Durante la ceremonia en un hangar de la Base Conjunta Andrews, Trump expresó su agradecimiento al esfuerzo de todos los presentes, señalando que la aeronave se ha transformado en una “Casa Blanca volante” con lujos sin precedentes. Este nuevo modelo, denominado VC-25B Bridge, se encuentra actualmente en proceso de modernización para adaptarlo a las necesidades del gobierno y comenzará las pruebas de vuelo próximamente. Mientras tanto, servirá como una solución temporal hasta que se entregue la nueva flota de aviones Boeing, planeada para 2028.
Uno de los cambios más notables ha sido el nuevo esquema de color del avión, que ahora presenta un diseño en blanco, granate y azul marino, alejándose del icónico azul celeste que caracterizó al Air Force One durante décadas. Trump comentó sobre este cambio estético: “Lo mandamos pintar, y estos son los nuevos colores: rojo, blanco y azul. Nos gustaba el azul celeste, pero era hora de un cambio”.
La llegada de este avión ha suscitado diversas controversias desde el inicio del segundo mandato de Trump, especialmente en lo que respecta a cuestiones de influencia extranjera y seguridad, dada su donación por parte de un país extranjero. No obstante, el presidente agradeció al emir de Qatar por el regalo, destacando la importancia de esta relación.
La Fuerza Aérea de Estados Unidos se aseguró en un comunicado que el avión donado cumple con todas las especificaciones necesarias para las misiones presidenciales, sin comprometer la seguridad o las comunicaciones. El secretario de la Fuerza Aérea, Troy Meink, mencionó que se estima que la modernización del avión costará menos de 400 millones de dólares.
Como uno de los símbolos más representativos de la presidencia estadounidense, el Air Force One es un indicador del poder y la movilidad del líder del país.

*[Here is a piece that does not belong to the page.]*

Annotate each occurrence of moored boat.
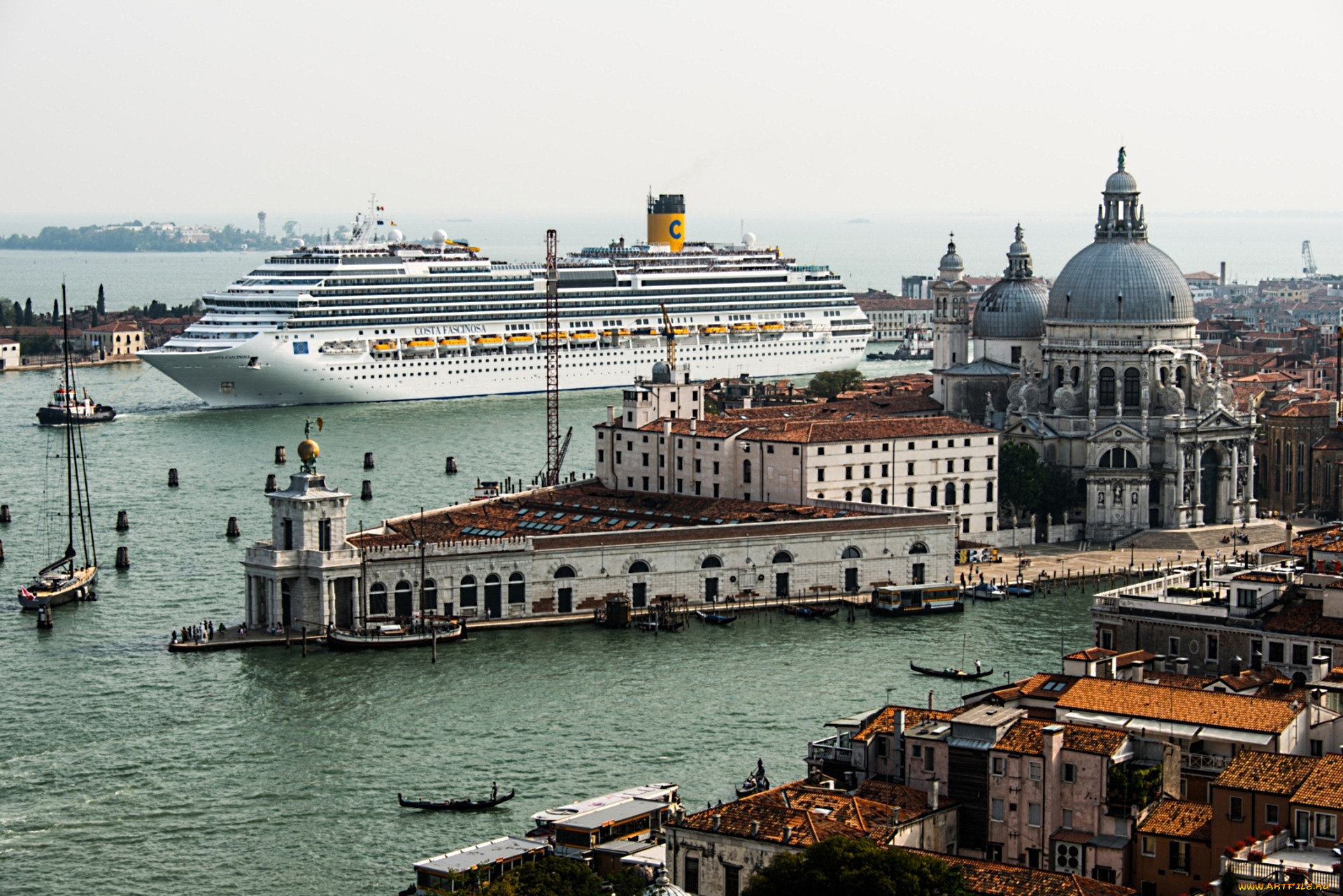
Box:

En la actualidad, hay dos aviones que cumplen esta función, los cuales se denominan “Air Force One” cuando el presidente se encuentra a bordo. La versión anterior, con número de cola 29000, ha sido un testigo importante de la historia reciente; por ejemplo, transportó al presidente George W. Bush tras los atentados del 11 de septiembre.
Se sabe que el Air Force One actual, en servicio desde la década de 1990, ha cumplido su papel en momentos significativos. Sin embargo, el futuro del otro Boeing 747-200B, con número de cola 28000, permanece incierto, sobre todo luego de un incidente reciente donde tuvo que regresar de un viaje a Davos por un “problema eléctrico menor”.
A medida que el nuevo avión se prepara para entrar en servicio, se anticipa que Trump realizará un vuelo de demostración sobre la Casa Blanca y el Capitolio el próximo 4 de julio, lo que marcará un nuevo capítulo en la tradición del transporte presidencial. Sin duda, el Boeing 747-8 donado por Qatar se convertirá en un símbolo del nuevo liderazgo y de los cambios que acompañan a la administración actual.